During this time, Perry was busted for claiming a College Station property he owned as his principle residence in an effort to get a break on property taxes.
Perry's daughter lived on the property while attending Texas A&M. But her roommates paid rent to the family. For several years, Perry had failed to disclose his rental earnings with the Texas Ethics Commission as required. Nor did he disclose the loan that paid for the property.
Perry had secured financing for the loan on the College Station, Texas, property through a subsidiary of Plains Capital Bank. James Huffines, a Perry mega-donor, is an executive with the bank. Perry had also appointed Huffines to the University of Texas Board of Regents. Huffines resigned the day a complaint about the rental property was filed with the Texas Ethics Commission.
Huffines' family has contributed $300,000 to various Perry campaigns. The Dallas Morning News reported that Huffines' bank received roughly $88 million in federal bailout money in 2008.
The financing for the College Station house suggests that Perry put no money down when he got the loan for the property. The house was valued at more than $200,000.
The Texas Ethics Commission fined Perry $1,500 for the disclosure failures. Huffines did not return multiple calls to his home and office seeking comment.
A few months after the Kinetic Concepts stock deal, Perry put his finances in a blind trust. Bill White, Houston's former mayor who ran unsuccessfully against Perry in the 2010 governor's race, helped uncover the College Station property controversy. He argued for more transparency from the governor and continues to do so.
"We asked for Perry to support our proposed changes in ethics laws, including prompt online reporting of contributions to committees used to pay for travel and the expenses of his residence, as well as complete reporting of all income from assets which he knew about before they were placed in a blind trust," White wrote in email to HuffPost. "Perry has not supported [these] changes."
Whatever controversy or potential controversy surrounded Perry's dealings over the years, they did little to alter the universe of the players involved.
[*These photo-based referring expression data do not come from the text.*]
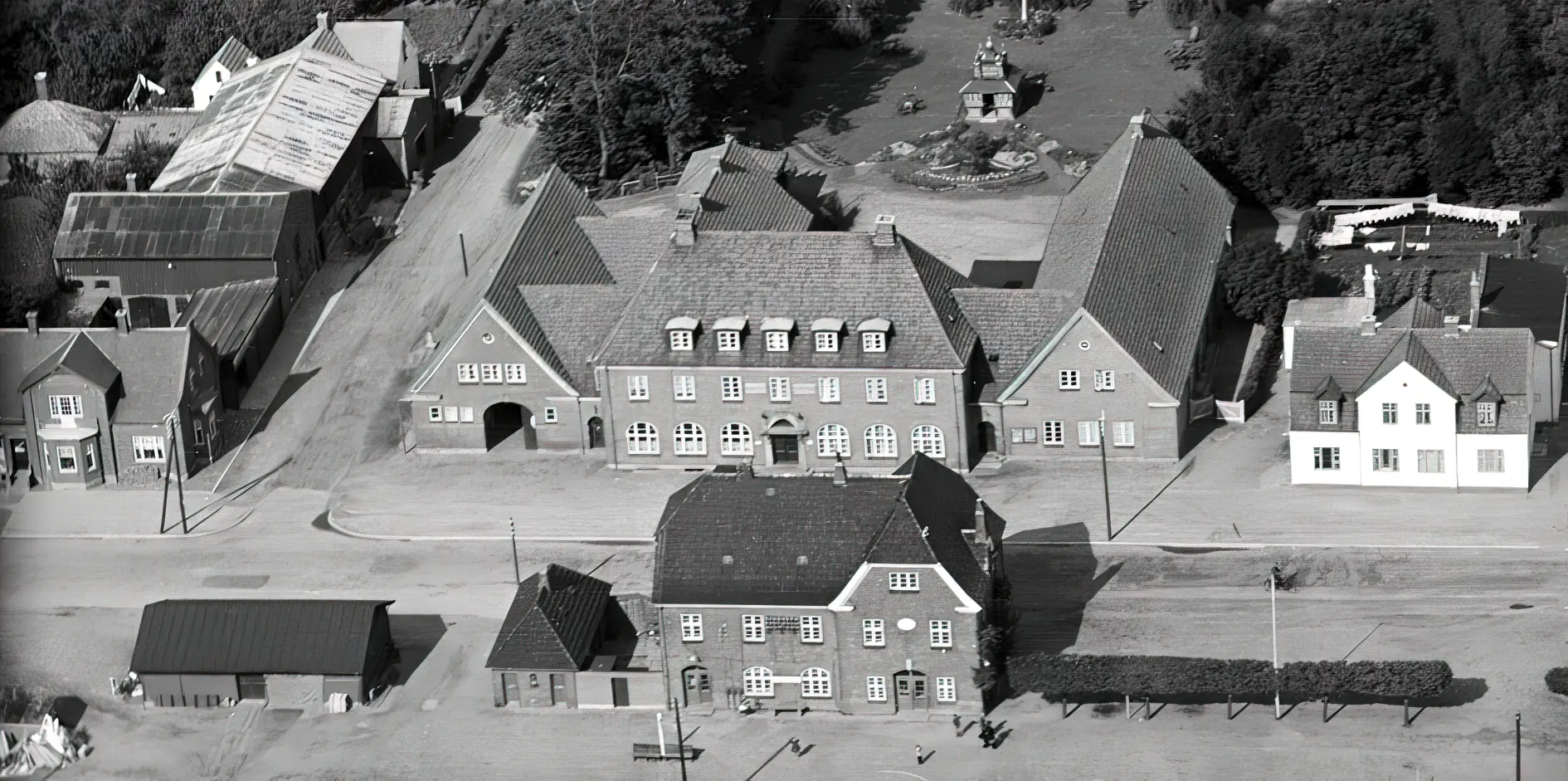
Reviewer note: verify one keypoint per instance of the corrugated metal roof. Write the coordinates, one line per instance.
(256, 637)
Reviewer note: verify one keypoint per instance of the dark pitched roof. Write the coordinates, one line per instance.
(835, 527)
(171, 225)
(805, 276)
(256, 637)
(1140, 239)
(553, 622)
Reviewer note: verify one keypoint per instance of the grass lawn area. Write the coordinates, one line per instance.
(1103, 65)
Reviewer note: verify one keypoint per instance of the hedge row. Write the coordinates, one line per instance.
(1065, 676)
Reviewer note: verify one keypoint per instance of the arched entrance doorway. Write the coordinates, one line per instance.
(505, 419)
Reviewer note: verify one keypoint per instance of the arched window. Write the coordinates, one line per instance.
(641, 440)
(816, 681)
(928, 440)
(882, 442)
(833, 438)
(734, 440)
(690, 440)
(757, 681)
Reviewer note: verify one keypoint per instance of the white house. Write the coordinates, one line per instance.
(1383, 405)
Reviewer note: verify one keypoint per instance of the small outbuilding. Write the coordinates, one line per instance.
(290, 653)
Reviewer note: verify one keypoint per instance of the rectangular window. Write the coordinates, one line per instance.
(148, 449)
(692, 627)
(1328, 412)
(1488, 460)
(1325, 458)
(810, 629)
(65, 407)
(1053, 432)
(875, 689)
(1385, 460)
(753, 629)
(872, 634)
(685, 388)
(637, 388)
(941, 634)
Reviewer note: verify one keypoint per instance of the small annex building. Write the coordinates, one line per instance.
(290, 653)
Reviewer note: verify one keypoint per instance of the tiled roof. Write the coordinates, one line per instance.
(805, 276)
(1140, 237)
(256, 637)
(227, 315)
(54, 127)
(551, 623)
(835, 527)
(171, 225)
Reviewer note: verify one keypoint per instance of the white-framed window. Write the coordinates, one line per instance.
(875, 689)
(65, 407)
(1385, 460)
(1488, 460)
(816, 681)
(685, 388)
(1487, 414)
(690, 440)
(641, 440)
(1053, 432)
(637, 388)
(1088, 432)
(946, 691)
(928, 440)
(729, 389)
(941, 634)
(810, 629)
(148, 449)
(882, 441)
(833, 440)
(1325, 458)
(734, 440)
(753, 629)
(1122, 432)
(874, 632)
(757, 681)
(692, 627)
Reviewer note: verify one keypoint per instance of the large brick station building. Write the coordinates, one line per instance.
(849, 593)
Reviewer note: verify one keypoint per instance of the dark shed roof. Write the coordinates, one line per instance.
(328, 637)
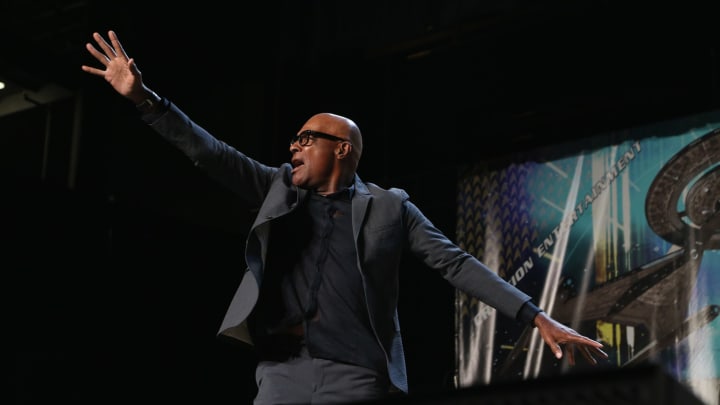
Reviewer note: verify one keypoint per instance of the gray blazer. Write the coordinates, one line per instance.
(385, 223)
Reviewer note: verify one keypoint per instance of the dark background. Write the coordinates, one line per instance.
(123, 257)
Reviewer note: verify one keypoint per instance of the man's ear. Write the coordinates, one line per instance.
(343, 150)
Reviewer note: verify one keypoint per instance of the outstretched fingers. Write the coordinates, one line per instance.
(117, 46)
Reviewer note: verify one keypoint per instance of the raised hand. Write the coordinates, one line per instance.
(119, 70)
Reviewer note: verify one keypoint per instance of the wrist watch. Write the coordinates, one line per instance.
(149, 104)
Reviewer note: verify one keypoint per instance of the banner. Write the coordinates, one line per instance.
(619, 239)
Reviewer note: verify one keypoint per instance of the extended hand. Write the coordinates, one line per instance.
(555, 334)
(120, 70)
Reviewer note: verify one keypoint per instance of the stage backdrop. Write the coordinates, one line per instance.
(617, 236)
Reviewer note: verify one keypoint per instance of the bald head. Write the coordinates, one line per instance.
(342, 127)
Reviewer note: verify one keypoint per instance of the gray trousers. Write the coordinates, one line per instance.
(305, 380)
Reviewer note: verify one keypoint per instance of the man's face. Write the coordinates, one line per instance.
(313, 161)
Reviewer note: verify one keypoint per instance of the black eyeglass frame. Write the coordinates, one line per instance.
(308, 133)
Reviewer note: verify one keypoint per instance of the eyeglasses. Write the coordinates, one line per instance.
(304, 138)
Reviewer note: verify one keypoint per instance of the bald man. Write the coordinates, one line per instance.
(318, 299)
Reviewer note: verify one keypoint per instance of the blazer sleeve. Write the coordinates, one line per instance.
(464, 271)
(239, 173)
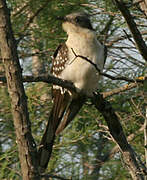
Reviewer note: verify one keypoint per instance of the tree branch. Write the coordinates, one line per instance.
(136, 169)
(133, 28)
(26, 144)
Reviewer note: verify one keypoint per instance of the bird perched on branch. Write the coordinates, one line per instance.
(79, 60)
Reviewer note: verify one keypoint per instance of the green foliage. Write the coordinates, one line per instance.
(82, 150)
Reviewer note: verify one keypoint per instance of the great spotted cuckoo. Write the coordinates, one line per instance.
(69, 64)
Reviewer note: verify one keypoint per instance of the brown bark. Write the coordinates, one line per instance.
(26, 145)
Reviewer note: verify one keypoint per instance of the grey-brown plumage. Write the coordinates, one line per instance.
(82, 41)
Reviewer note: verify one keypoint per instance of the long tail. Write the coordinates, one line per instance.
(71, 112)
(63, 108)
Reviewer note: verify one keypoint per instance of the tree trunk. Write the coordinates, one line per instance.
(26, 145)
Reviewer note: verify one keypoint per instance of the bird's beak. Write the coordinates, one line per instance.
(63, 19)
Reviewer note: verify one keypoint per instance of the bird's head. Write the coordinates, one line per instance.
(76, 22)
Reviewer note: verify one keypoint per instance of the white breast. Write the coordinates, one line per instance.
(83, 74)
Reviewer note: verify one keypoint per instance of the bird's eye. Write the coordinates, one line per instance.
(77, 19)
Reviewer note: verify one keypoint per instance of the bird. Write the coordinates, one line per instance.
(79, 60)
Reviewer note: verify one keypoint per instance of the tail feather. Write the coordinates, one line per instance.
(47, 141)
(71, 112)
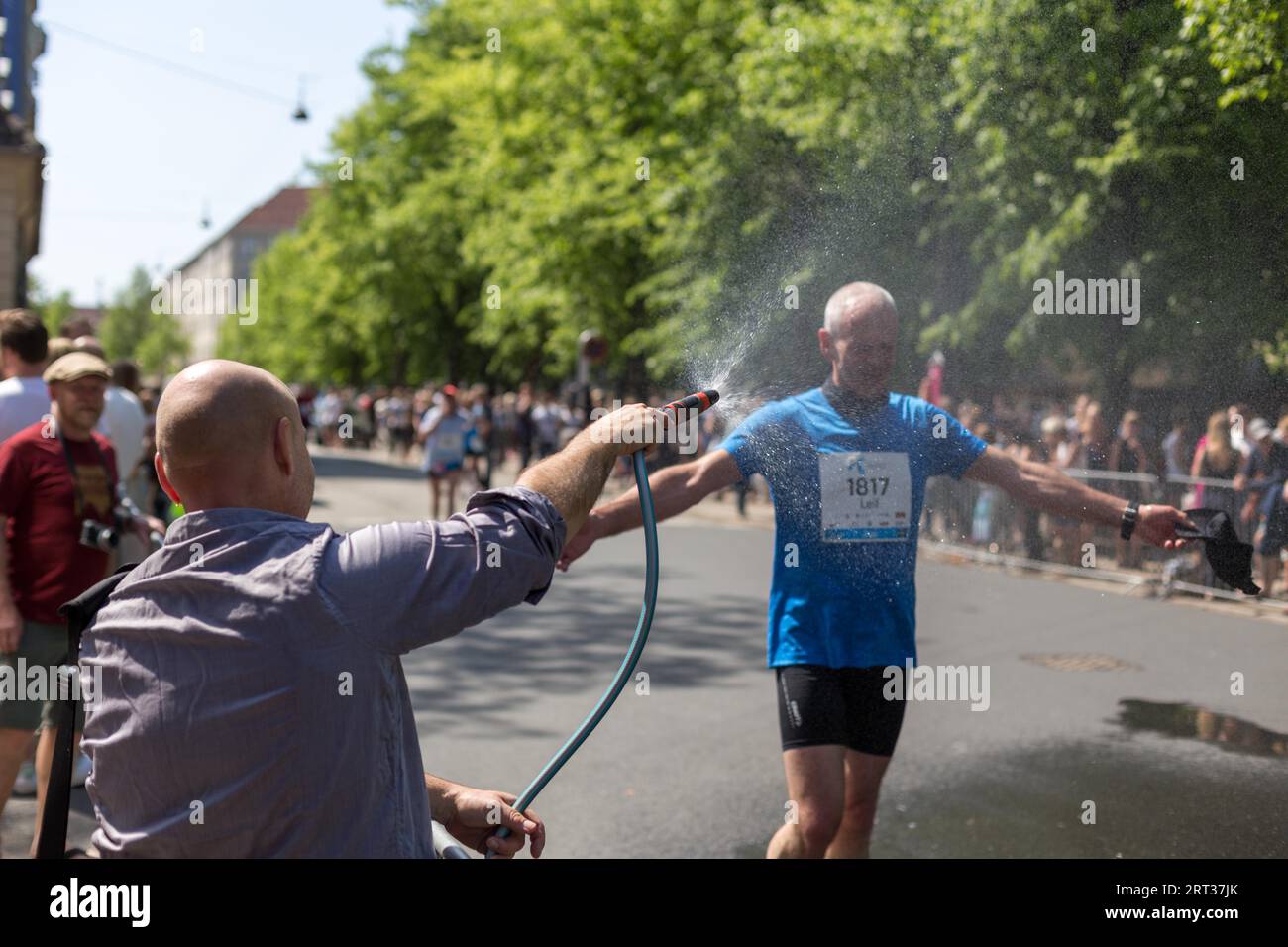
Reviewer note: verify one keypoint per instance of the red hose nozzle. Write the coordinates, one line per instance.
(698, 401)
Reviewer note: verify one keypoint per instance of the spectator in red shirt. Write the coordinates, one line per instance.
(56, 493)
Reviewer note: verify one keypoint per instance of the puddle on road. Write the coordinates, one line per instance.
(1199, 723)
(1154, 796)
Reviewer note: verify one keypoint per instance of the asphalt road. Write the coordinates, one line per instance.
(1173, 763)
(1094, 697)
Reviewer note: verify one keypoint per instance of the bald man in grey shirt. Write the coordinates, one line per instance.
(253, 701)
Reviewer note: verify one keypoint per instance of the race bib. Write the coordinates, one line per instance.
(866, 496)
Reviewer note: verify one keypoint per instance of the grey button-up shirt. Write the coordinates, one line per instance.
(252, 698)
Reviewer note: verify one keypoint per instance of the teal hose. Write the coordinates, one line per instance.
(632, 655)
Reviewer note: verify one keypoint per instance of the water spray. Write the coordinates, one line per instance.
(698, 402)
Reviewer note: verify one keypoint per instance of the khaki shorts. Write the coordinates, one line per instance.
(42, 646)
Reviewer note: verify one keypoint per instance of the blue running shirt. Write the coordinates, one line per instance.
(848, 492)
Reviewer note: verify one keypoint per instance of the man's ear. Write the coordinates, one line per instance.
(165, 480)
(282, 446)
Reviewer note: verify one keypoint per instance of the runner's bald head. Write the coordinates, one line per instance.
(858, 338)
(861, 300)
(230, 434)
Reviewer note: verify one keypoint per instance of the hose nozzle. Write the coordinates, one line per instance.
(698, 401)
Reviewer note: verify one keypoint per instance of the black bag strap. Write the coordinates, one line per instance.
(78, 612)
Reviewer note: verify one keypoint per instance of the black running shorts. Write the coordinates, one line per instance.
(840, 706)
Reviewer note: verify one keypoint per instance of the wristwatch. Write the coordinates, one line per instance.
(1129, 515)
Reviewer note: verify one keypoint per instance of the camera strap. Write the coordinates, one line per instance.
(80, 615)
(71, 468)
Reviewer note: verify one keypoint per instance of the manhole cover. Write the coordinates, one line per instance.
(1081, 663)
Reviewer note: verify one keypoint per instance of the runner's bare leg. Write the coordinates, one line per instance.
(815, 784)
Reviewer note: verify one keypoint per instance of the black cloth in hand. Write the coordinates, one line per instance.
(1231, 560)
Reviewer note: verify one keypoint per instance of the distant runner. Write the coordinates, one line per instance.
(443, 432)
(848, 466)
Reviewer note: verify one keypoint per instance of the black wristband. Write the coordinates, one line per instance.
(1128, 523)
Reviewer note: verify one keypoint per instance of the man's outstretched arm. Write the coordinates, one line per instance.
(675, 488)
(1046, 488)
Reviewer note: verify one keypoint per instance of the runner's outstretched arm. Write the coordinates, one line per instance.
(1046, 488)
(675, 488)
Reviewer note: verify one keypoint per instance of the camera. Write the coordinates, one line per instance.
(98, 536)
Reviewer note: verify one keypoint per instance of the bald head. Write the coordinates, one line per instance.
(230, 434)
(858, 337)
(858, 300)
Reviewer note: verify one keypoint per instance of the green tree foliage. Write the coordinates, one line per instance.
(130, 329)
(662, 171)
(53, 309)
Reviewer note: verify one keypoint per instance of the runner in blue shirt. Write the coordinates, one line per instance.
(848, 466)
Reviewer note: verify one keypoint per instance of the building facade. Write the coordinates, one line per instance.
(22, 158)
(226, 263)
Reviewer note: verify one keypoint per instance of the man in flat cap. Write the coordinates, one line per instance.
(253, 698)
(56, 521)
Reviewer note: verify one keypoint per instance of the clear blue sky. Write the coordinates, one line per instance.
(136, 151)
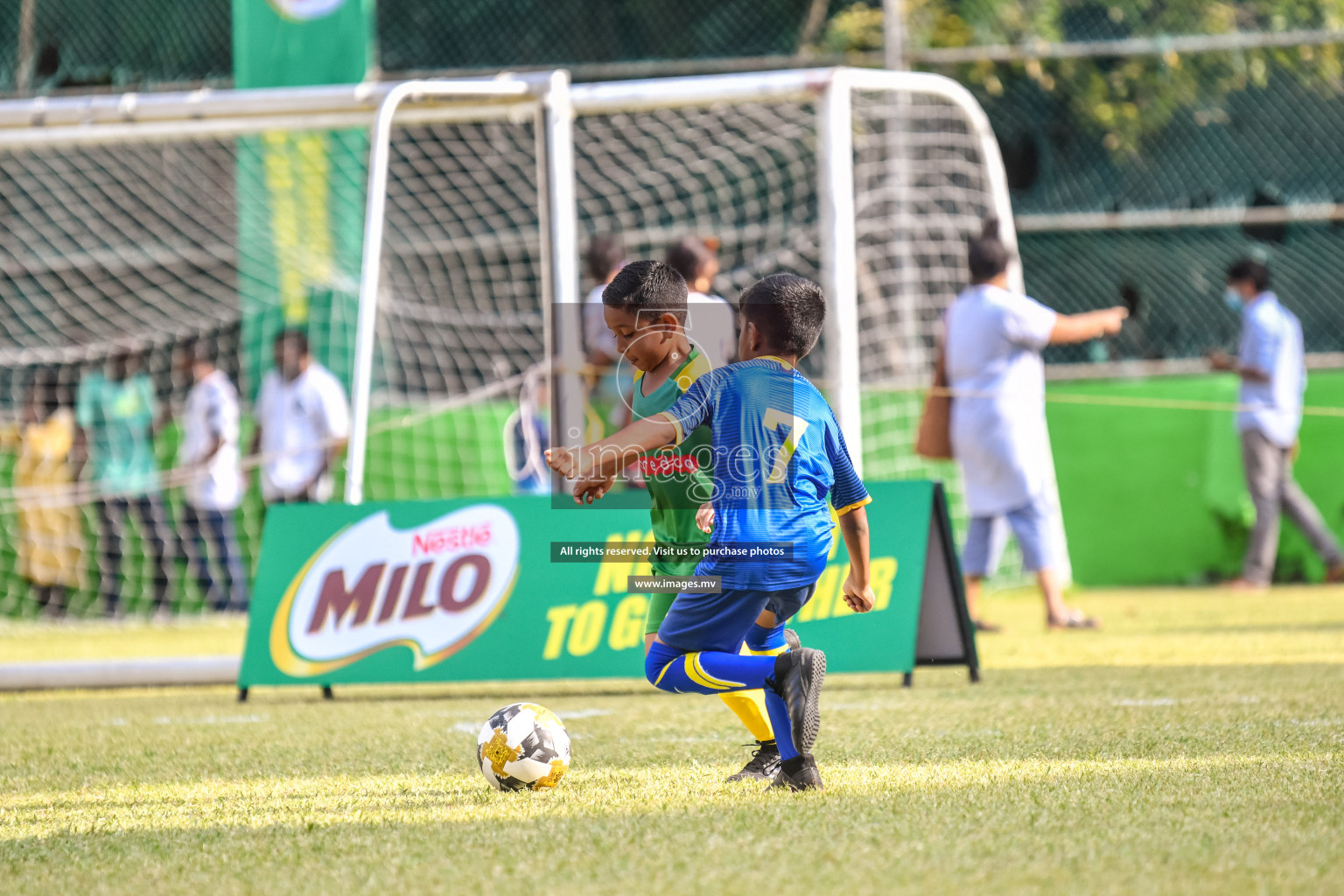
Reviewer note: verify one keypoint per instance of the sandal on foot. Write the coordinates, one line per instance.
(1075, 620)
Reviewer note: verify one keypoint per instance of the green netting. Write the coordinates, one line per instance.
(82, 43)
(1178, 277)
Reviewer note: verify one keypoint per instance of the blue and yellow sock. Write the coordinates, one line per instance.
(704, 670)
(750, 705)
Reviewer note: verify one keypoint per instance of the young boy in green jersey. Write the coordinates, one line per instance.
(646, 306)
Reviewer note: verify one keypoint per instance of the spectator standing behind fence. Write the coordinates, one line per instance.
(992, 361)
(50, 534)
(117, 411)
(1273, 373)
(711, 324)
(303, 422)
(208, 456)
(604, 258)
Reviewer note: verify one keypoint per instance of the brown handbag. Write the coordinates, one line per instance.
(933, 441)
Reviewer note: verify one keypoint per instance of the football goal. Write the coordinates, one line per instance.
(426, 238)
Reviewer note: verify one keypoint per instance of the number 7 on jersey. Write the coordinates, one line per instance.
(794, 430)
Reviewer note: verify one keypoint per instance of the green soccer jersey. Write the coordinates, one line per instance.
(677, 477)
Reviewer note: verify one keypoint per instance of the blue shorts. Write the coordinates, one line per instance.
(987, 536)
(722, 621)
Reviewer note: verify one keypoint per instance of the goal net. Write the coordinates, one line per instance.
(130, 240)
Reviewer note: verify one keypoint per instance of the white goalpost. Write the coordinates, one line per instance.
(424, 234)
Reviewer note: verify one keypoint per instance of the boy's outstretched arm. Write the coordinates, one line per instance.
(614, 453)
(858, 589)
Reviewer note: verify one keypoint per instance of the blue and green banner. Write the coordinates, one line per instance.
(301, 192)
(466, 590)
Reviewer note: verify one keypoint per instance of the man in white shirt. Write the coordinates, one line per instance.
(303, 422)
(711, 323)
(208, 454)
(992, 361)
(1273, 374)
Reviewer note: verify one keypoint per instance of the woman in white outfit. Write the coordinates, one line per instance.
(992, 346)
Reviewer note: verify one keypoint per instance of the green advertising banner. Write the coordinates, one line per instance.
(301, 192)
(469, 590)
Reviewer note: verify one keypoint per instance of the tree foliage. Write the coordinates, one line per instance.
(1124, 98)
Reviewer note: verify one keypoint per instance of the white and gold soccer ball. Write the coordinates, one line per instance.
(523, 747)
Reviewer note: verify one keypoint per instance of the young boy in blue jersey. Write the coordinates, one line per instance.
(779, 456)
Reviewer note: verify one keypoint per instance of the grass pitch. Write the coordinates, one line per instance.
(1196, 745)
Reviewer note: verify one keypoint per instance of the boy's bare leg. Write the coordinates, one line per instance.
(973, 597)
(1060, 614)
(973, 586)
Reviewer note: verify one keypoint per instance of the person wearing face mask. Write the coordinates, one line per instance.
(1269, 363)
(303, 422)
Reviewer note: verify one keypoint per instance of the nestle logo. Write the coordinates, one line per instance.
(668, 464)
(451, 539)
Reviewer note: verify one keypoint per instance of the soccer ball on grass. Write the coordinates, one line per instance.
(523, 747)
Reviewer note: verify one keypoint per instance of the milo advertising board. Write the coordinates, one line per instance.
(474, 590)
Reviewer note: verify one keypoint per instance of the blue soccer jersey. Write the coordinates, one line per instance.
(777, 457)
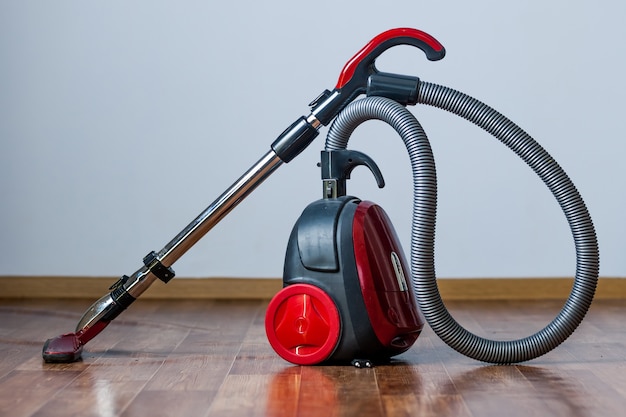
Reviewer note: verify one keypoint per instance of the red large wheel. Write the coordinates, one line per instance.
(302, 324)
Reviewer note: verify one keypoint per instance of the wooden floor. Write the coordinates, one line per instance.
(211, 358)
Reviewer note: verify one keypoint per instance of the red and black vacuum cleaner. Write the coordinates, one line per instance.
(349, 293)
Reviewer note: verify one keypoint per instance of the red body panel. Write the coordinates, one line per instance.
(384, 278)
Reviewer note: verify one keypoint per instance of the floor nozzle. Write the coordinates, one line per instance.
(63, 349)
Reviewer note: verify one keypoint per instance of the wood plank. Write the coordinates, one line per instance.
(209, 358)
(264, 288)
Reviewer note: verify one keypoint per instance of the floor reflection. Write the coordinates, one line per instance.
(415, 389)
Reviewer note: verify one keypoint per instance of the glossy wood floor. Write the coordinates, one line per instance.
(211, 358)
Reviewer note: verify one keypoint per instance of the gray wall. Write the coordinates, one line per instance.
(121, 121)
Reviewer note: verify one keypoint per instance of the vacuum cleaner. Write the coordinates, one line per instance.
(349, 294)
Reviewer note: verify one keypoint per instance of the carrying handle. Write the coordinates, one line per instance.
(358, 69)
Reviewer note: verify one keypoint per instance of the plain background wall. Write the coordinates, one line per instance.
(121, 121)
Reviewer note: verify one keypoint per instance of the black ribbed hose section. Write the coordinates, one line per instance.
(424, 212)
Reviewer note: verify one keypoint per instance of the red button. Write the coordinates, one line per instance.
(302, 324)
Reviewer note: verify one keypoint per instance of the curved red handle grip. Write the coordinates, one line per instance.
(362, 64)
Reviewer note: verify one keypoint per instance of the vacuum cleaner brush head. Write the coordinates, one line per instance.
(63, 349)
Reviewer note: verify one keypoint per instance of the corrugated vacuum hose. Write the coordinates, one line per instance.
(424, 213)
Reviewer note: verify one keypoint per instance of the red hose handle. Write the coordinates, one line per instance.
(362, 65)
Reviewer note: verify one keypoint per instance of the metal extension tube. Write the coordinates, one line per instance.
(424, 213)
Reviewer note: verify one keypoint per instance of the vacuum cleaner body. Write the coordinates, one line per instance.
(346, 294)
(346, 297)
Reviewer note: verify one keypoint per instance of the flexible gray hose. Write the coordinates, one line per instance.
(424, 212)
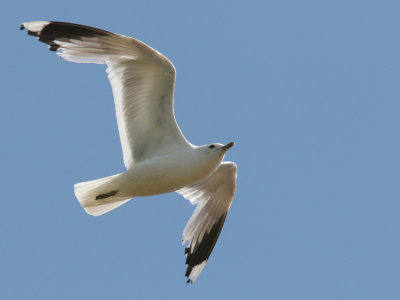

The same year that Perry made his stock purchase, Leininger sold Perry's campaign a plane at below-market value.
Two years later, during the extremely tight race for lieutenant governor, Leininger secured a last-minute $1.1 million loan for the Perry campaign. After Perry's razor-thin victory, his opponent John Sharp said: "I congratulate Leininger. He wanted to buy the reins of state government. And by God, he got them."
According to the nonpartisan watchdog group Texans for Public Justice, Leininger has given $239,000 to Perry's campaign coffers between 2001 and 2009.
Leininger did not return multiple calls seeking comment. But the Perry friend who spoke with HuffPost insists there's nothing unethical about the relationship. "They are very, very tight," he said. "Leininger's not a guy who can do something shady. Perry'd take advantage of something like that."